What is an allergy?

April 2013 • Three Paragraph Newsletter

It's clear that allergies are much more prevalent today than they were in the past. One study estimated that rates of pediatric allergy have increased by 600% since 1970, so that a child today is about 7 times more likely to have an allergy than 40 years ago. What is contributing to this? There are probably many factors, but when we begin to think about allergy as a disruption of our healthy borders—first a loss of border too far in, and then a pushing of our border too far out—we can better understand how it can be addressed. Because we need to start at the root cause. Antihistamines and steroids reduce the inflammatory symptoms, but they do not heal our boundary. So it is useful to look at two extremes of border imbalance.

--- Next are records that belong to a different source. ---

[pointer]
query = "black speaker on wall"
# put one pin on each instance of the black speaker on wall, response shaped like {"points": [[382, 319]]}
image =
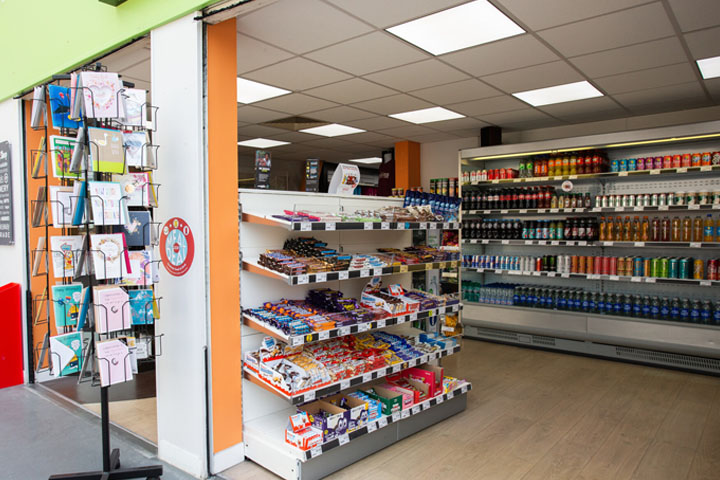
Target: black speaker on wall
{"points": [[490, 136]]}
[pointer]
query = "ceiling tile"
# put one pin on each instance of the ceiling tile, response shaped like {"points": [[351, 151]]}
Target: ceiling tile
{"points": [[382, 13], [340, 114], [635, 25], [393, 104], [456, 92], [377, 123], [351, 91], [667, 51], [537, 15], [253, 54], [696, 14], [300, 26], [250, 114], [705, 43], [360, 56], [584, 110], [486, 106], [650, 78], [297, 74], [427, 73], [508, 54], [687, 95], [538, 76], [296, 104]]}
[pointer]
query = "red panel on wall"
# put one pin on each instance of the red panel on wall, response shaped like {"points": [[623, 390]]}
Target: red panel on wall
{"points": [[11, 356]]}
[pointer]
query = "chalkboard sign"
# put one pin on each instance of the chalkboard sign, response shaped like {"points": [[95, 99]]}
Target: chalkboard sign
{"points": [[6, 220]]}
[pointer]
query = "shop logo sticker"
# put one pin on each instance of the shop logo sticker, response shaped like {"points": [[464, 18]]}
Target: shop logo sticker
{"points": [[177, 246]]}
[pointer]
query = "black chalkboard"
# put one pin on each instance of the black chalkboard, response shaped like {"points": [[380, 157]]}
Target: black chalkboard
{"points": [[6, 205]]}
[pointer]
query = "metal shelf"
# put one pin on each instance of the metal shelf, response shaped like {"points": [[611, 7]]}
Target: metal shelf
{"points": [[333, 226], [591, 276], [333, 388], [562, 211], [252, 266], [294, 340]]}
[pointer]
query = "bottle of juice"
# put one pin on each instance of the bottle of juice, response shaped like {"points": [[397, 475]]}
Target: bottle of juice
{"points": [[708, 229], [687, 230], [627, 230], [636, 229], [665, 229], [645, 230], [697, 229], [676, 230]]}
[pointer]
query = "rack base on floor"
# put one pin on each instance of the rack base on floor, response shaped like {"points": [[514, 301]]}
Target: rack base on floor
{"points": [[264, 444]]}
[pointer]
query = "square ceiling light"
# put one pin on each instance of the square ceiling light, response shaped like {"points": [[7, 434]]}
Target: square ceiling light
{"points": [[456, 28], [251, 92], [332, 130], [709, 67], [367, 161], [559, 93], [427, 115], [262, 143]]}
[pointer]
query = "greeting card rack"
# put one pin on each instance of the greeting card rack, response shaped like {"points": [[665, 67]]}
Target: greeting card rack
{"points": [[91, 265]]}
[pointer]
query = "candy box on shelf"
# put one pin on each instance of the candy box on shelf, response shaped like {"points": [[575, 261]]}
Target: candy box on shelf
{"points": [[357, 408], [330, 419], [304, 439]]}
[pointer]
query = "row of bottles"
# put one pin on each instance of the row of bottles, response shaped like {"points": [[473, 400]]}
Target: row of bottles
{"points": [[659, 229]]}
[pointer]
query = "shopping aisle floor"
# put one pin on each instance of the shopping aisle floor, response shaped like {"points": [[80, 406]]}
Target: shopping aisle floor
{"points": [[541, 415], [40, 438]]}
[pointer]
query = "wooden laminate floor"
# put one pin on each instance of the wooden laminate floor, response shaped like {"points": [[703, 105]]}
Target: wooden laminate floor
{"points": [[543, 415]]}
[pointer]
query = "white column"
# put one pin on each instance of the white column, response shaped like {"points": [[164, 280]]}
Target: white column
{"points": [[177, 89]]}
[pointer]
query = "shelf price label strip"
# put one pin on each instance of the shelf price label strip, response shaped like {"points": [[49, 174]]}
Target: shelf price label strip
{"points": [[385, 421]]}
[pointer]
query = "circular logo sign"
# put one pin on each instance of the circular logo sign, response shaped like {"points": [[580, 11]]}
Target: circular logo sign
{"points": [[177, 247]]}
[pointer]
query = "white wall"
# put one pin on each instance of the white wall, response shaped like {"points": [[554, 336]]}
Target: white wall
{"points": [[177, 90], [13, 258]]}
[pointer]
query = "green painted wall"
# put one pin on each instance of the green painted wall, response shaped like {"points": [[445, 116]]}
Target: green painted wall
{"points": [[39, 38]]}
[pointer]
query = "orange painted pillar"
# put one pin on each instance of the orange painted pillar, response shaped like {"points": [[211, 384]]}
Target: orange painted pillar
{"points": [[225, 335], [407, 164]]}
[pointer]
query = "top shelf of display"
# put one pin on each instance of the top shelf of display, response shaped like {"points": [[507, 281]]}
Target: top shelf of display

The first step of allergy (which does not garner as much attention as the second), happens when something comes too far into our body. It oversteps the protective barriers of our skin, the lining of our nose, mouth, lungs or intestines. Substances are of course brought into the body all of the time, with the air we breathe and the food we eat. But when something comes into the body and cannot be transformed, it is recognized as foreign and the body feels assaulted. The first gesture of allergy then, is that something comes into us, but too far. Why do things come in too far? Sometimes it is simply related to the overwhelming amount of substance (smoke from a forest fire, pollen from a flowering tree), and it's true that we have an incredible number of things coming towards us all the time which we should protect against (pollutants in the air, additives in food, chemicals in things we work with). But there are also an equally incredible number of things competing for our attention which we are supposed to pay attention to all the time (noises, traffic, schedules, email). And that modern combination seems to confuse our healthy experience of boundary. We need to be totally open to the things we have to pay attention to, and closed and protective against all the foreign substances we encounter. So a first step in addressing allergies (seasonal, environmental, sensory) is to strengthen our experience of self and outside, our boundary. This can be done through using medicines that contain Silica (quartz), as well as preparations of certain citrus fruits (most especially lemon and quince). And by trying to reduce the number of things we are exposing ourselves to, which can include things like nasal saline rinses or allergy-elimination diets.

The second step of allergy is the reaction against what is foreign, and this process is what we usually experience as allergy symptoms. The immune system meets, then tries to break down and eliminate what does not belong in the body. This is in many ways a digestive process, but one is now happening in the wrong place, to compensate for something that came too far in. The eyes, nose, lungs and skin are not very good digestive organs. The challenge is that when we routinely suppress inflammatory processes in the body—with antibiotics, and anti-inflammatories, anti-pyretics (fever reducers)—we may hamper the body's own ability to meet and transform what it encounters as outside substance. In some ways our immune system needs the practice, to be better able to determine what is inside and what is outside. Then it can function in a balanced way. Being exposed to a wide variety of outside substance is not the main problem, as a study actually showed that children living on a farm had significantly reduced risks of hay fever, eczema and asthma. (Allergy. 2006 Apr;61(4):414-21. Allergic diseases and atopic sensitization in children related to farming and anthroposophic lifestyle—the PARSIFAL study.) There are also studies showing that restricted use of anti-biotics and anti-pyretics is related to a lower overall risk of allergy, and that routine dosing of Tylenol at an early age are associated with an almost two-fold risk of asthma symptoms by age nine. Supporting the digestive capacities of the body is a second important step in anthroposophic treatment of allergy, which may include bitters like absinthium, raw food cleanses, formic acid, or birch leaf tea. A holistic approach seeks to strengthen both aspects of allergy, so that we don't get pushed too far in, and then have to compensate by pushing too far out.